Making the transition easier was the support of his cast, which includes Jon Hamm, Alan Arkin, Lake Bell and Bill Paxton. It was Hamm who made the most lasting impression on him.
"The main thing I learned form him is how to be like a true gentleman," Sharma says of the "Mad Men" star. "He's there for the movie and he's just like everybody else, he makes other people feel comfortable before he does."
"I think I learned a lot, not only in terms of acting, but how one should and can be," he continues about his costars in general. "The fact that you're so famous automatically makes it hard to be sane and normal, and yet these people have found some way to do it and that really just inspires the hell out of you."

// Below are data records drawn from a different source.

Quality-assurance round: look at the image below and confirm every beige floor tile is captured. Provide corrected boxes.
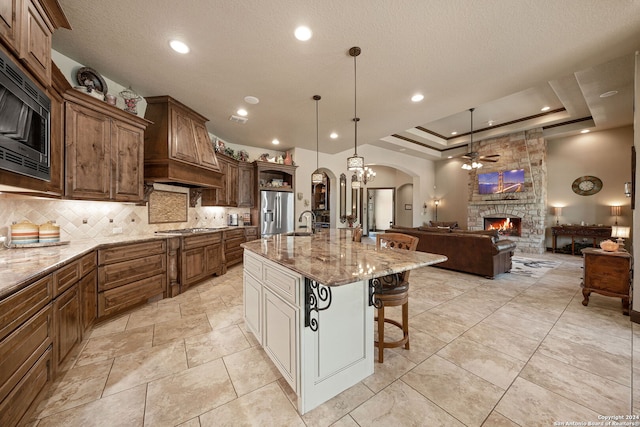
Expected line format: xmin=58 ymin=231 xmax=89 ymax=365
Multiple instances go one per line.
xmin=482 ymin=411 xmax=520 ymax=427
xmin=76 ymin=326 xmax=153 ymax=366
xmin=144 ymin=359 xmax=236 ymax=427
xmin=362 ymin=349 xmax=416 ymax=393
xmin=520 ymin=355 xmax=631 ymax=414
xmin=302 ymin=383 xmax=373 ymax=427
xmin=410 ymin=311 xmax=472 ymax=342
xmin=32 ymin=360 xmax=112 ymax=418
xmin=207 ymin=305 xmax=244 ymax=329
xmin=496 ymin=378 xmax=599 ymax=427
xmin=385 ymin=328 xmax=447 ymax=364
xmin=153 ymin=313 xmax=211 ymax=346
xmin=482 ymin=308 xmax=553 ymax=341
xmin=184 ymin=325 xmax=251 ymax=367
xmin=351 ymin=381 xmax=464 ymax=427
xmin=38 ymin=385 xmax=147 ymax=427
xmin=104 ymin=341 xmax=187 ymax=396
xmin=462 ymin=322 xmax=540 ymax=362
xmin=436 ymin=336 xmax=525 ymax=390
xmin=127 ymin=301 xmax=180 ymax=330
xmin=223 ymin=347 xmax=281 ymax=396
xmin=401 ymin=355 xmax=504 ymax=427
xmin=200 ymin=382 xmax=305 ymax=427
xmin=538 ymin=336 xmax=631 ymax=387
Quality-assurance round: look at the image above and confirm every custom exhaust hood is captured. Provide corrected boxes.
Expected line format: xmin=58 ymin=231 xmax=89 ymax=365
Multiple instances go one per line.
xmin=144 ymin=95 xmax=223 ymax=188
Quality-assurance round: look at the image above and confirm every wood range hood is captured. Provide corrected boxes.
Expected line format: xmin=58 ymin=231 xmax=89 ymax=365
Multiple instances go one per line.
xmin=144 ymin=95 xmax=223 ymax=188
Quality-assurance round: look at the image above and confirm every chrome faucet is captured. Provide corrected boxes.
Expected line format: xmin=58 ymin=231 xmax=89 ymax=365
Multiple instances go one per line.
xmin=298 ymin=210 xmax=316 ymax=233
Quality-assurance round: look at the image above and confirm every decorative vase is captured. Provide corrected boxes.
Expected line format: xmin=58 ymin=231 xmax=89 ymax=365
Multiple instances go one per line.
xmin=284 ymin=151 xmax=293 ymax=165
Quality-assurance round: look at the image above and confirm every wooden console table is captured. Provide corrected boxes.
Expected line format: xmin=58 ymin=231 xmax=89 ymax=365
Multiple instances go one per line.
xmin=582 ymin=248 xmax=631 ymax=316
xmin=551 ymin=225 xmax=611 ymax=255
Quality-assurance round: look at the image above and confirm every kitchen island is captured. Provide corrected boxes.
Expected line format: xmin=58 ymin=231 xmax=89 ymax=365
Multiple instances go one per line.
xmin=243 ymin=229 xmax=447 ymax=414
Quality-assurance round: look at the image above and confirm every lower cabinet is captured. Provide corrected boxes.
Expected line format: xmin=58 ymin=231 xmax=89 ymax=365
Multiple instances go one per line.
xmin=180 ymin=232 xmax=223 ymax=292
xmin=98 ymin=239 xmax=167 ymax=318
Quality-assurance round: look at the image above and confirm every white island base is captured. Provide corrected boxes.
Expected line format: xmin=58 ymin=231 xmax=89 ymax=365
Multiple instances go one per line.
xmin=244 ymin=250 xmax=374 ymax=414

And he's not just learning tricks of the trade on set. Suraj is also currently enrolled at New York University's Tisch School of the Arts, something he calls "the hardest thing I've ever done."
"I'm learning a lot, both by people I'm surrounded by and also people teaching me and the city itself," he says. "It's one of the best decisions I've made. I can't even tell you how much I'm learning, it's great!"
Check out Sharma in action in "Million Dollar Arm," in theaters now.